Tuttavia, da lì a poco, un infortunio compromette il proseguo della sua stagione. Lussatosi la spalla nel match contro il Sierra Leone, valido per la qualificazione alla Coppa d’Africa – in una partita in cui Osimhen segna anche una rete –, il nigeriano resta fuori per quasi due mesi. Negli ultimi giorni prima di tornare in campo, però, risulta positivo al COVID, contratto ingenuamente a seguito della propria festa di compleanno, celebrata in Belgio senza alcuna precauzione sanitaria. Il ritorno in campo è dunque problematico a causa della forma fisica da ritrovare, e alla prima gara giocata per 90 minuti dal suo rientro, contro l’Atalanta, perde i sensi negli ultimi secondi di gioco a causa di un trauma cranico, spaventando tutti gli spettatori e venendo trasportato in ospedale. Insomma, una prima stagione italiana parecchio sfortunata e probante.

Il Napoli soffre parecchio l’assenza del nigeriano – accompagnata da altre indisponibilità pesanti per la rosa –, la media punti formidabile di inizio stagione crolla, e al definitivo rientro in campo di Osimhen la situazione in classifica è parecchio cambiata, con il Napoli chiamato ad una rincorsa Champions decisamente complessa. La seconda gara di marzo è quella del grande ritorno, e da subentrato segna subito al Bologna, regalando i tre punti agli azzurri. Da quel momento in avanti il Napoli di Gattuso si arrenderà solo all’Allianz Stadium di Torino, nel recupero della gara rinviata ad inizio stagione causa COVID contro la Juventus, con Osimhen che vanta una media di partecipazione al goal di 1 rete ogni 88.2 minuti, visti i suoi 8 goal e 2 assist messi a referto nel finale di stagione.

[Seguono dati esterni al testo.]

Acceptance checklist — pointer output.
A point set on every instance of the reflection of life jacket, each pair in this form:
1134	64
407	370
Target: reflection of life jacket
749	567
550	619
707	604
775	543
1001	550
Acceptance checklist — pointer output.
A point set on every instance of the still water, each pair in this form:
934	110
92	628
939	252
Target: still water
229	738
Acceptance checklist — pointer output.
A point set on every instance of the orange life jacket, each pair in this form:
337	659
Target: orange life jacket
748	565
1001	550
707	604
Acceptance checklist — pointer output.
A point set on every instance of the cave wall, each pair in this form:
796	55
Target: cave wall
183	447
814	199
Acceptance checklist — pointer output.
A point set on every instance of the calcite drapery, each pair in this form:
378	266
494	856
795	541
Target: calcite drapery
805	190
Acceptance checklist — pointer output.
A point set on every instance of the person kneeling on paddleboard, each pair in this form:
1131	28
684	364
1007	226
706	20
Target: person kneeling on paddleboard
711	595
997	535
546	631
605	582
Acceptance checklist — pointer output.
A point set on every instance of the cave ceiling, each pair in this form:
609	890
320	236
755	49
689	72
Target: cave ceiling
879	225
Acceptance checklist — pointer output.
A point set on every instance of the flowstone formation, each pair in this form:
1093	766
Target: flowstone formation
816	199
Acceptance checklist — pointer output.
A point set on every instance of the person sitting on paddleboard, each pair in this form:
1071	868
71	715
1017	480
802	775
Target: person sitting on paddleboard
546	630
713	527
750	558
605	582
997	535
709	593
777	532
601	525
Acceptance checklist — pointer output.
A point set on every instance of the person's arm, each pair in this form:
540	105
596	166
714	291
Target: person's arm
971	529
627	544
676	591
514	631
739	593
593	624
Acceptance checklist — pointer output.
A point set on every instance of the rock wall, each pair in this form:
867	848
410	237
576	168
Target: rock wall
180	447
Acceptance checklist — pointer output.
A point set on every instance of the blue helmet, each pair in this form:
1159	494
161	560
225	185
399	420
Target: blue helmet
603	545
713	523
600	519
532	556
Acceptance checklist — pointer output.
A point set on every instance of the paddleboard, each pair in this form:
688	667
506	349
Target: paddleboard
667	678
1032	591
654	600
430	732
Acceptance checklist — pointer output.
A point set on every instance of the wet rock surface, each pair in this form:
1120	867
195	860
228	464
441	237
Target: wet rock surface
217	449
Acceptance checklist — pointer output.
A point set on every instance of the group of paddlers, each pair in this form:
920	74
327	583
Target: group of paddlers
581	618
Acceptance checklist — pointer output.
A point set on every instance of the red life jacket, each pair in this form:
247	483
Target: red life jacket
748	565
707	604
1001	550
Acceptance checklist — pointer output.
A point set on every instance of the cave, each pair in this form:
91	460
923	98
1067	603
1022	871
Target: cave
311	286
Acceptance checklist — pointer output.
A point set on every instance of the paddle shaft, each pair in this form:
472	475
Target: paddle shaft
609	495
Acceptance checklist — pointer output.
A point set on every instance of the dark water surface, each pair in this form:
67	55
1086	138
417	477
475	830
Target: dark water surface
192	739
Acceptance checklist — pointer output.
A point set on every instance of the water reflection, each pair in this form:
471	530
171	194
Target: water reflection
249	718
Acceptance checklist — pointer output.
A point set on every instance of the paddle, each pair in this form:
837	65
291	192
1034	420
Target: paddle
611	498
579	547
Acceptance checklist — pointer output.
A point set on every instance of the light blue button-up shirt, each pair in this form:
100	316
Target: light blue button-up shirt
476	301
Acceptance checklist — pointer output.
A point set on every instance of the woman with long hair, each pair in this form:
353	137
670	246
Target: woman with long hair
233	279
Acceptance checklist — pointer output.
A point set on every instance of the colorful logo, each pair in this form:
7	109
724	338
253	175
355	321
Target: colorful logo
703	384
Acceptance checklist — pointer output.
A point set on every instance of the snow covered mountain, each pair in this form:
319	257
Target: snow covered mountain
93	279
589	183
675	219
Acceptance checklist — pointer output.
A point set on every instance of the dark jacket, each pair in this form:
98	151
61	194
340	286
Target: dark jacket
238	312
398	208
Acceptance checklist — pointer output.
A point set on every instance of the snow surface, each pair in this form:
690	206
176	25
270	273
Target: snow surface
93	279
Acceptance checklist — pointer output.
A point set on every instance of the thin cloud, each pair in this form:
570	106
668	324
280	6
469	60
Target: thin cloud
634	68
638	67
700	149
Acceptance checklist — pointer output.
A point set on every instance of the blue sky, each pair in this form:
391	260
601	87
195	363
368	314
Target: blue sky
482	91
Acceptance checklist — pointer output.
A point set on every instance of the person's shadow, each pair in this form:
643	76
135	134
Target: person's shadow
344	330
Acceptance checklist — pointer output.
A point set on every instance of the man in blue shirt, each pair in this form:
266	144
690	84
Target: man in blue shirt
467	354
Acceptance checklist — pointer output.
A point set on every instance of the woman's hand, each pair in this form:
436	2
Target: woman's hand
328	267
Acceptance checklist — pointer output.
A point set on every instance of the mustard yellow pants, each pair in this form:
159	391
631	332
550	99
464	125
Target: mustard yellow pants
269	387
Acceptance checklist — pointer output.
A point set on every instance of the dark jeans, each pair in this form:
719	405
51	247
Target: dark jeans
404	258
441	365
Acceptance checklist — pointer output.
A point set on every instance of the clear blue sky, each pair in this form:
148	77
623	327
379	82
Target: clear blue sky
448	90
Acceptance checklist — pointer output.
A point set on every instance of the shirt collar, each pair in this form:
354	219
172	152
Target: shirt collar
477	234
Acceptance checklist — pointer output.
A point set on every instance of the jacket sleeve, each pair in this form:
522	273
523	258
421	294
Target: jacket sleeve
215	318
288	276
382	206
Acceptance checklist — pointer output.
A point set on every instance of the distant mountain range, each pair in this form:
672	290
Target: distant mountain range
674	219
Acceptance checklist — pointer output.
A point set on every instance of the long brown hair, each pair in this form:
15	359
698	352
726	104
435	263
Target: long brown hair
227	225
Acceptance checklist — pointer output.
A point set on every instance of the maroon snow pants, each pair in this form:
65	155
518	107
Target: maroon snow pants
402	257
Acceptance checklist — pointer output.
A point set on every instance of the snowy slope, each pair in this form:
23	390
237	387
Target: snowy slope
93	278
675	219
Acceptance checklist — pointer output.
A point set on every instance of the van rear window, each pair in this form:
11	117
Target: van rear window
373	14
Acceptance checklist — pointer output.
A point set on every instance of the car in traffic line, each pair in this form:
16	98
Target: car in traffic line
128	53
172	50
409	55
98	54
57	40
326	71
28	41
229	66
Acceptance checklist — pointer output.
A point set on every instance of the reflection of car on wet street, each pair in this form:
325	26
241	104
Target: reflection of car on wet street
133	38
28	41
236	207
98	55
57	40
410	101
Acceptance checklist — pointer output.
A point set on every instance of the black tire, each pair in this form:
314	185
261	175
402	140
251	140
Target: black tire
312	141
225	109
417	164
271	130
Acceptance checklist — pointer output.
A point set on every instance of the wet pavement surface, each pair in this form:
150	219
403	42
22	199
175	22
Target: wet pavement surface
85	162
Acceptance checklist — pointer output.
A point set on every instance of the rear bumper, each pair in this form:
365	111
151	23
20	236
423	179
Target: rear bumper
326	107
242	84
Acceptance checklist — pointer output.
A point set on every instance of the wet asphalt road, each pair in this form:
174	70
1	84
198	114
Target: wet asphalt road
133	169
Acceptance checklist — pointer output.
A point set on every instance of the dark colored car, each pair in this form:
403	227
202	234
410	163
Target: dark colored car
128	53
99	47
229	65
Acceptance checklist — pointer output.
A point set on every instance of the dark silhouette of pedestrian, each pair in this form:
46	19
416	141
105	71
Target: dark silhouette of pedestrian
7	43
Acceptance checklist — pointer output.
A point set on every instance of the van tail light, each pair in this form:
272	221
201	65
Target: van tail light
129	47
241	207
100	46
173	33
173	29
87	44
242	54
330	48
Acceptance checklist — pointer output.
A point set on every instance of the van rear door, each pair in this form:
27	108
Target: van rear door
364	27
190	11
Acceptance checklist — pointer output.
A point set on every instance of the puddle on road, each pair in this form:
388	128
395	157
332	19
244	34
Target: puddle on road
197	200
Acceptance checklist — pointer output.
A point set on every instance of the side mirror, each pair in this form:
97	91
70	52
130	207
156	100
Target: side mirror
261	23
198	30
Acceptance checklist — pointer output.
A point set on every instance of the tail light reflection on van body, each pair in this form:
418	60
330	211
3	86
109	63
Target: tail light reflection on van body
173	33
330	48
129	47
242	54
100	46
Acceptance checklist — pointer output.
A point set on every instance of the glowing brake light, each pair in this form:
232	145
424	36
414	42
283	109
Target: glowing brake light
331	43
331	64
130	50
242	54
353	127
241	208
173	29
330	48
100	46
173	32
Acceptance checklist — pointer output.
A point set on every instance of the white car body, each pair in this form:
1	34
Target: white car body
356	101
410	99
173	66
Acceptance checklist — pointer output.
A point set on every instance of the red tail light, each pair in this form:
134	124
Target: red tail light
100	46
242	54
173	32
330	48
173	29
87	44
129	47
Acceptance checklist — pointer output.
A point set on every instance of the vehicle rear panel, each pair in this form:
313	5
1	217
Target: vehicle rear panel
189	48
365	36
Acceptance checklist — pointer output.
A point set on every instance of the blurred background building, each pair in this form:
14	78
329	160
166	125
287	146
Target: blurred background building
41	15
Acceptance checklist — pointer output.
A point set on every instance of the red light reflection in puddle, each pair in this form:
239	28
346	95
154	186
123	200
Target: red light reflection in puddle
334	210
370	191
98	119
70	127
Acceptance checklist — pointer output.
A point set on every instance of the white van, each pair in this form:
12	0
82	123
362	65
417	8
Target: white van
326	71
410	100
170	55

Tuttavia, il pareggio all’ultima giornata di campionato contro l’Hellas Verona condanna il Napoli al quinto posto, a -1 dalla Juventus.

Questo obiettivo mancato contribuisce alla decisione del presidente partenopeo Aurelio De Laurentiis di separarsi da Gennaro Gattuso – che già durante la stagione aveva dovuto affrontare delle uscite poco piacevoli dello stesso ADL. Per Osimhen, tutto sommato, è stata un’annata in crescendo, con dieci reti in totale siglate per i partenopei, e un finale di stagione che rimanda al mittente i dubbi e le critiche ricevute nella prima sfortunata parte di campionato.

Con l’arrivo di Luciano Spalletti, il Napoli decide di tentare un salto di qualità, che passa inevitabilmente nella conferma dell’attaccante ex Lille. La partita manifesto di Osimhen è il pareggio al King Power Stadium di Leicester: sotto 2-0 fino all’ultima mezz’ora di gara, Victor inventa un pallonetto per superare i due metri danesi di Vestergaard e un altro per superare quanto basta Schmeichel; un goal creato non tanto per le qualità tecniche nei tocchi di Osimhen, quanto nella lunghezza delle sue leve, una rete furba e quasi beffarda nei confronti dei difendenti. Accorciate dunque le distanze, negli ultimi cinque minuti di gara compone uno stacco imperioso su Söyüncü da un cross di Politano. Delirio e onnipotenza, il volto di Osimhen non sa bene di che espressione facciale comporsi, con un risultato di un misto fra la rabbia di chi ha tutto da dimostrare e l’incredulità di chi ha stupito anche sé stesso.

Dal punto guadagnato contro il Leicester, Osimhen diventa cruciale nel Napoli di Spalletti con sette goal in undici partite. Il Napoli non perde una singola gara in campionato fino al match di San Siro contro l’Inter, dove è ancora la sfortuna a rendersi protagonista sul cammino dell’attaccante, che esce malconcio da un duello aereo con Milan Škriniar. I partenopei perdono il match e il nigeriano contemporaneamente, che rischia uno stop di oltre tre mesi.

Un ennesimo infortunio potrebbe dunque frenare l’ascesa di Victor Osimhen, Masaniello dei giorni nostri di una piazza calorosa, storicamente bisognosa di un personaggio di tale caratura per realizzare le proprie conquiste. Il ragazzo di Lagos è già amato dai tifosi azzurri, che impazienti aspettano il suo ritorno per continuare a rincorrere quel sogno chiamato Scudetto. Scudetto che non è soltanto un trofeo da esporre, ma soprattutto il simbolo di un popolo che vive romanticamente e focosamente il rapporto con il calcio, spesso visto come mezzo per ottenere riscatto sociale. Lo stesso significato che Victor Osimhen ha posto nel suo percorso da calciatore, vissuto profondamente e intensamente in tutte le sue sfaccettature, proprio come nella città in cui adesso è fautore dell’impresa idealizzata.